Milfoil clenched her jaw. “I think if I ever come back as a ghost, you’d better tell me right away.”

•••

I hadn’t folded the attic steps all the way down, but that was no trouble for Milfoil. She might have struggled with the pull-rope; I’d cut that short since I was tired of brushing my head against it, but I think she could have jumped and grabbed on.

Milfoil paused halfway up. Ponies on stairs was weird, they made it look natural, but when I really stopped to think about the mechanics of it, I could feel a headache coming on. Of course, the same could be said for lots of things that ponies did.
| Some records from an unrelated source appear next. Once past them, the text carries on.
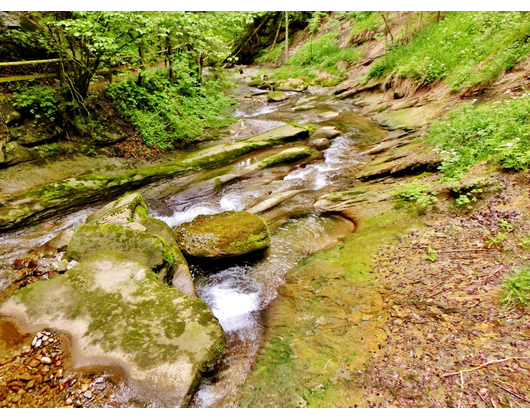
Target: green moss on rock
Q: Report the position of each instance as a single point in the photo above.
(117, 312)
(228, 234)
(93, 239)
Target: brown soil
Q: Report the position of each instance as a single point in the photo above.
(450, 341)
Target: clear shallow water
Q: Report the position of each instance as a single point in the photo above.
(238, 293)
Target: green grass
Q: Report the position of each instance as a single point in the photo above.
(466, 49)
(497, 133)
(316, 55)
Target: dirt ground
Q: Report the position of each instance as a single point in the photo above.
(451, 343)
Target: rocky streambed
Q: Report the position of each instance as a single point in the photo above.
(303, 183)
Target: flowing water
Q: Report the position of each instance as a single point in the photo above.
(239, 293)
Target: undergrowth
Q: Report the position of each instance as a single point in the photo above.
(497, 133)
(516, 289)
(171, 115)
(466, 49)
(316, 55)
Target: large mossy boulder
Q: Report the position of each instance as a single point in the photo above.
(116, 312)
(224, 235)
(129, 208)
(123, 226)
(92, 239)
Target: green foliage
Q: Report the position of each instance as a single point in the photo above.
(497, 132)
(316, 55)
(364, 21)
(171, 115)
(466, 49)
(467, 193)
(516, 288)
(38, 101)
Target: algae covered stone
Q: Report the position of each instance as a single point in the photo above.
(116, 312)
(129, 208)
(223, 235)
(91, 239)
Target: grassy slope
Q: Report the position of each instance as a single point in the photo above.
(315, 361)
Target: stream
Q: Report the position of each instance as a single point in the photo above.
(239, 293)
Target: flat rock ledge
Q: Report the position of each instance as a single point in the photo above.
(116, 312)
(224, 235)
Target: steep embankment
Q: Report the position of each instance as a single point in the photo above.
(408, 312)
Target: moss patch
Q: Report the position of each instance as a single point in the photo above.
(116, 308)
(325, 324)
(228, 234)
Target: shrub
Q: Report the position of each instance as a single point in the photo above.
(516, 289)
(498, 133)
(466, 49)
(38, 101)
(171, 115)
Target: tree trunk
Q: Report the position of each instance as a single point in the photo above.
(286, 36)
(141, 52)
(169, 57)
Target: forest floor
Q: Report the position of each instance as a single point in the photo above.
(450, 341)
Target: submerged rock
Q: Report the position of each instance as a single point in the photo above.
(116, 312)
(276, 96)
(129, 208)
(123, 226)
(224, 235)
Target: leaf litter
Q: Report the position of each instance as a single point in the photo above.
(451, 343)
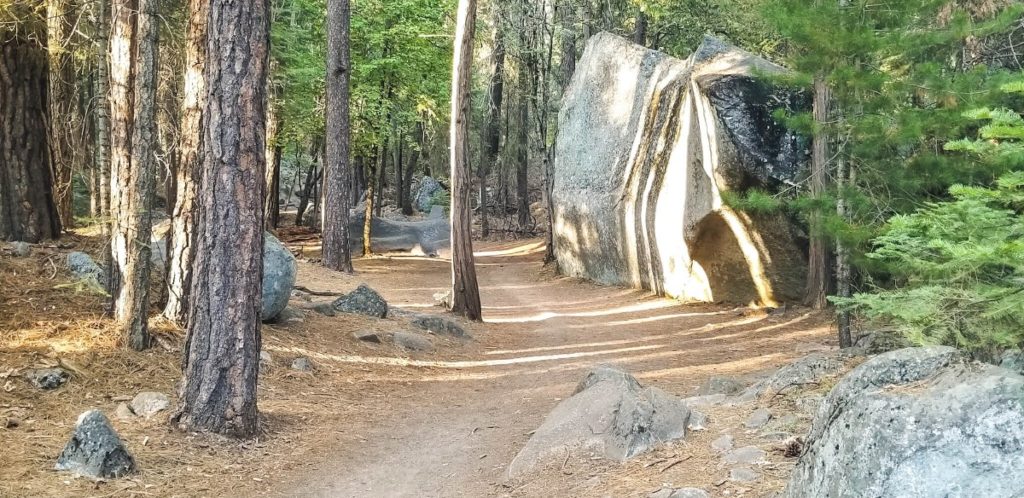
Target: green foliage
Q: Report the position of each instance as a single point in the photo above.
(958, 265)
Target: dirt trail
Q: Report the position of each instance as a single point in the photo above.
(453, 430)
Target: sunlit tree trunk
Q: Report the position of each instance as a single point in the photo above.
(28, 211)
(817, 271)
(465, 292)
(133, 141)
(221, 350)
(189, 169)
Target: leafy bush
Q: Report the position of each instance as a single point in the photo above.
(958, 265)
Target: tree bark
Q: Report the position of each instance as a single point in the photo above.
(133, 111)
(28, 210)
(493, 130)
(181, 253)
(221, 351)
(59, 14)
(465, 292)
(817, 257)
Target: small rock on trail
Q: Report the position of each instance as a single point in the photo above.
(95, 450)
(363, 300)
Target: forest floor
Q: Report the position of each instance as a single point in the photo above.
(374, 420)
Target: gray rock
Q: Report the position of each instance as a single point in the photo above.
(603, 178)
(439, 326)
(412, 341)
(428, 187)
(371, 336)
(806, 371)
(743, 474)
(325, 308)
(148, 404)
(83, 267)
(280, 271)
(47, 378)
(722, 444)
(679, 493)
(302, 364)
(718, 384)
(916, 422)
(610, 416)
(95, 450)
(744, 455)
(1013, 360)
(123, 412)
(758, 419)
(431, 237)
(20, 249)
(363, 300)
(697, 421)
(880, 341)
(289, 316)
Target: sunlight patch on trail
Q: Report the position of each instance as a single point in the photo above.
(404, 362)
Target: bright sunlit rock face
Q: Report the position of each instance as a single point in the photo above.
(647, 146)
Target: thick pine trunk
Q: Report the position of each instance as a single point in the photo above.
(181, 253)
(28, 211)
(817, 258)
(221, 351)
(465, 292)
(133, 99)
(338, 170)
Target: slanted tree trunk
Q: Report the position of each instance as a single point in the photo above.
(221, 350)
(60, 15)
(338, 170)
(133, 140)
(465, 292)
(102, 153)
(493, 130)
(28, 211)
(188, 172)
(817, 257)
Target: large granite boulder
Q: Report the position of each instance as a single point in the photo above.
(280, 271)
(95, 450)
(609, 415)
(647, 146)
(431, 237)
(916, 422)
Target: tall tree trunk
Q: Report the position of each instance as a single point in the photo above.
(133, 98)
(221, 351)
(271, 205)
(843, 274)
(465, 292)
(181, 253)
(817, 270)
(338, 170)
(28, 211)
(493, 130)
(566, 16)
(102, 152)
(60, 15)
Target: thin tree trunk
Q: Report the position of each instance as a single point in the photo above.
(181, 253)
(338, 170)
(843, 276)
(59, 15)
(465, 292)
(28, 211)
(221, 351)
(817, 270)
(493, 131)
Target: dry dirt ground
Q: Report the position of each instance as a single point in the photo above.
(373, 420)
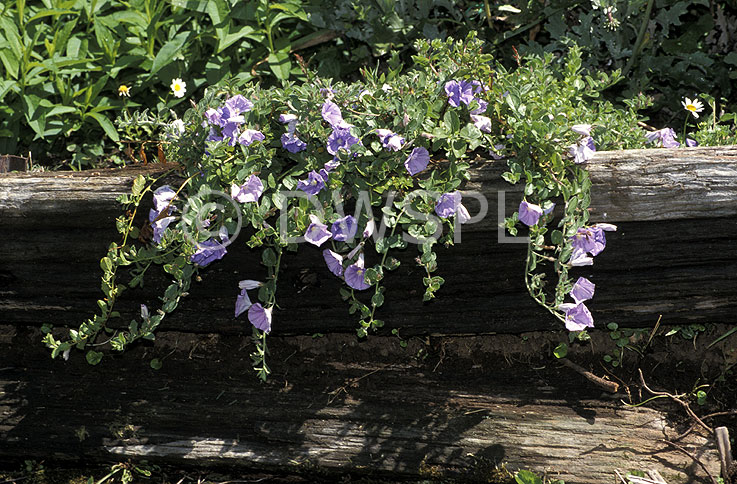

One other thing she could do, something that I could never manage with a hundred years to practice, was Mom voice.

I could have said a hundred words or a thousand. I could have plead, begged, bartered, cajoled, and none of it would have worked as effectively as a single word from Milfoil.

“Windflower.”

That was it.

That was all she said; that was all she needed to say.

She didn’t get an instant response, but she didn’t repeat herself. She didn’t have to.

A ghostly muzzle poked over the edge of the attic coaming, ears down, contrite.

Something passed between them, something that I did not know, could not know, and then Windflower rushed down the stairs, flying over both of us, zipping through the hallway, opening doors, darting into rooms and coming back out just as quickly.

Milfoil and I followed her, down the hallway and the stairs, back to the living room. We watched as she frantically threw open the cupboards in the kitchen and then rushed back to the safety of the plants, to one particular plant.

Windflower wrapped her forelegs around the pot which contained the amaranth as a drowning man might grasp a life buoy.

She clutched the pot tightly and stuck her muzzle against the amaranth.

The plant shuddered and wilted. Milfoil pinned her ears back and Windflower retreated in horror.

She desperately looked between the two of us, before darting over to Milfoil and wrapping her ghostly hooves around her neck. I saw her flinch for just an instant, and then she leaned over and nuzzled Windflower.